A ’second wave’ of global analysis grips international relations inquiry. The first wave appeared after 1993 and could be characterized as the ‘Unipolar Moment.’ Analysts woke up and recognized that the comfortable world of Superpowers and bipolarity had evaporated and in its stead there stood the United States. Much of the analysis including from such luminaries as former Secretary of State Henry Kissinger and former National Security Advisor (under Jimmy Carter) Zbigniew Brezinski sallied forth to declare the US hegomony as a brief moment with the system destined to revert to more traditional Great power multipolarity - soon.

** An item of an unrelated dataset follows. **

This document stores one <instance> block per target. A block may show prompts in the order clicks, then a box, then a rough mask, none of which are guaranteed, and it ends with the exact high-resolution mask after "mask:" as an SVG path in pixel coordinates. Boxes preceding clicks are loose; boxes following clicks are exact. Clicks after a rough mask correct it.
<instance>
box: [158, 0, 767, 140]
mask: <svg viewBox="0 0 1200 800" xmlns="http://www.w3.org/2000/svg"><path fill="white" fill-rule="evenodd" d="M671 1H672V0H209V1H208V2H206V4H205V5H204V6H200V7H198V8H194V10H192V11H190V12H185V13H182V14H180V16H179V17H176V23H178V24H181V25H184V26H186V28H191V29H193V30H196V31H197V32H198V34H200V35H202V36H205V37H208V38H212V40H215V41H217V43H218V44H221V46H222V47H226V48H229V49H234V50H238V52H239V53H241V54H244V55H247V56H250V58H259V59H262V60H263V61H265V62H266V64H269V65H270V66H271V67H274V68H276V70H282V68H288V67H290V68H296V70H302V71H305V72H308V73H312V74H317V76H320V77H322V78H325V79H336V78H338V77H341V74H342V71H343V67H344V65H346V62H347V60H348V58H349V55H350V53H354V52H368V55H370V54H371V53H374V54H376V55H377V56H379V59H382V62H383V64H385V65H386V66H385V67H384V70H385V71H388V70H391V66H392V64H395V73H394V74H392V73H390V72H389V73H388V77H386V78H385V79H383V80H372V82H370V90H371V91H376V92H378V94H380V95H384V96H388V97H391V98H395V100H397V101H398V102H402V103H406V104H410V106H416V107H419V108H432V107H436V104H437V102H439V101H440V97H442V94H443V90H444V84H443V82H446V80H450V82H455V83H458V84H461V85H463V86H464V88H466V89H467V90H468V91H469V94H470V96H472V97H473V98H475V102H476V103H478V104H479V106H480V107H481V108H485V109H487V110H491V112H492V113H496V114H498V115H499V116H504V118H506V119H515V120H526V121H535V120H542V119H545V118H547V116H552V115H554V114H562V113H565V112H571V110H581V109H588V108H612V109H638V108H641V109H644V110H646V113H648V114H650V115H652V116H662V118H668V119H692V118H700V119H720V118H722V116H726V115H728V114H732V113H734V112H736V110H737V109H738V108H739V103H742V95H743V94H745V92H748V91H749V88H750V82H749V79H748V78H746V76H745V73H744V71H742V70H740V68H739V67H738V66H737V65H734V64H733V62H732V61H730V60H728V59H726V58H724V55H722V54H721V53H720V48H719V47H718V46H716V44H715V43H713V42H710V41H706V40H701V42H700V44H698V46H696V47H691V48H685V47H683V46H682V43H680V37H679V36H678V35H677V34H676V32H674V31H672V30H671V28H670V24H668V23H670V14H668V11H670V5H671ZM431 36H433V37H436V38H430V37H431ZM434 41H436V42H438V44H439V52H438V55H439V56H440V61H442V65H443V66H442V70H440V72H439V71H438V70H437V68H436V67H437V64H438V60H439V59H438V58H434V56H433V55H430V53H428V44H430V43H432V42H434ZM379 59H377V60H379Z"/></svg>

The new wave of analysis has emerged in the light of the horrendous failures of the Bush Adminstration in Iraq and with some qualification equally dismal results in Afghanistan. The new analysis starts with American decline and the emergence of the ‘Other’. Let me just raise two fascinating analyses. The first is from Parag Khanna (I had the good fortune of spending some time with Parag here in Toronto as he toured around to the Munk Centre for International Studies at the University of Toronto hosted by Munk Centre director, Janice Gross Stein and entrepeneur Jim de Wilde). His grand architectural analysis is entitled, “The Second World: Empires and Influence in the New Global Order.” Parag is the director of the Global Governance Initiative at the New America Foundation. The second examination of global architecture is provided by Fareed Zakaria, the editor of Newsweek International and soon to be a host of a new international news program to air on CNN and CNN International. Fareed is about to release a new book entitled, “The Post American World” Both works open then with American decline but narrate significantly different international relations structures and paths to the future.

Each analysis examines the underlying dynamics of global international relations - strategic geopolitical behavior and globalization. But they quickly part company. Fareed focuses on the ‘rise of the rest’ (a rather smart turn of phrase onthe ‘Rising China’ theme). Fareed focused particuraly on rising economic growth in the rest of the world and argues that the US will no longer dominate the global economy. He then apparently focuses on tis rise of the rest which in fact is principally but not only the BRICSAM. In his narrative globalization is the dog’s head that wags the geopolitical tail.

Parag in his analysis narrates a world of empire and the globalization that the empire permits. In his case Parag sees the emergence of three empires - the United States, the EU and China. Thus one of the BRICSAM - China has become a post unipolar empire in the global system vying with the other two geopolitical heavy weights - the diminshed but still powerful United States, the newly emergent European Union. In this narrative global geopolitics consists of the three empires contesting for the rest - or a good part of it - the ‘Second World’ of most of the BRICSAM, the developing and in some cases developed world. In this politics the Second World is where, “geopolitics and globalization clash and merge.”

Both these perspectives on the future of global system warrant deeper individual examination but let me just start here with a focus on the BRICSAM. While it is true that there is broad-based significant growth across a wide swath of countries in what was traditionally the developing world for Fareed to subsume the BRICSAM in the ‘rise of the rest’ diminshes what is otherwise a startling growth of major large economies. Even within the BRICSAM or the BRICs there is an honest debate over whether South Africa or Mexico should be included. But ‘big’ is a distinguishing feature for the BRICSAM and Fareed’s broader examintaion of the ‘rise of the rest’ confuses the evolving structural elements of the global economy.

Parag does not suffer from failing to understand the dimension ‘big.’ As Parag states in the book’s introduction - “Big is back. It is imperial relations - not international or inter-civizational - that shapes the world.” So the superpower map has been altered, according to Parag. But the notion of empire seems confusing and oddly seems to favor the geopolitical over global and economic. And in favoring the geopolitical there is much in the book that evokes conflict and traditional power balancing. It both overestimates traditional power notions in contemporary international relations but also signficantly underestimating the unique character of today’s globalization. Not just trade but direct foreign investment; global reach but through the internet and media as much or more than traitional power notions. Rosecrance’s ‘Rise of the Trading State,’ fails to inform Parag’s analysis adequately on a quick reading of the book. Further, the use of the term ‘Empire’ seems quaint and dated and the frequent referencing to Toynbee, Mackinder and Spykman doesn’t help. Finally, Parag’s analysis which hives off China and separates it from the BRICSAM and then constructs a three-empire world of the US, EU and China also is problematic. How is China an empire and not India? How to compare China today as opposed to 20 or 30 years from now with the EU and the United States. It’s rather too jarring. That may be Parag’s desire but it leaves the analyst grasping to understand the global architecture envisioned and the consequences for international relations behavior in the contemporary setting.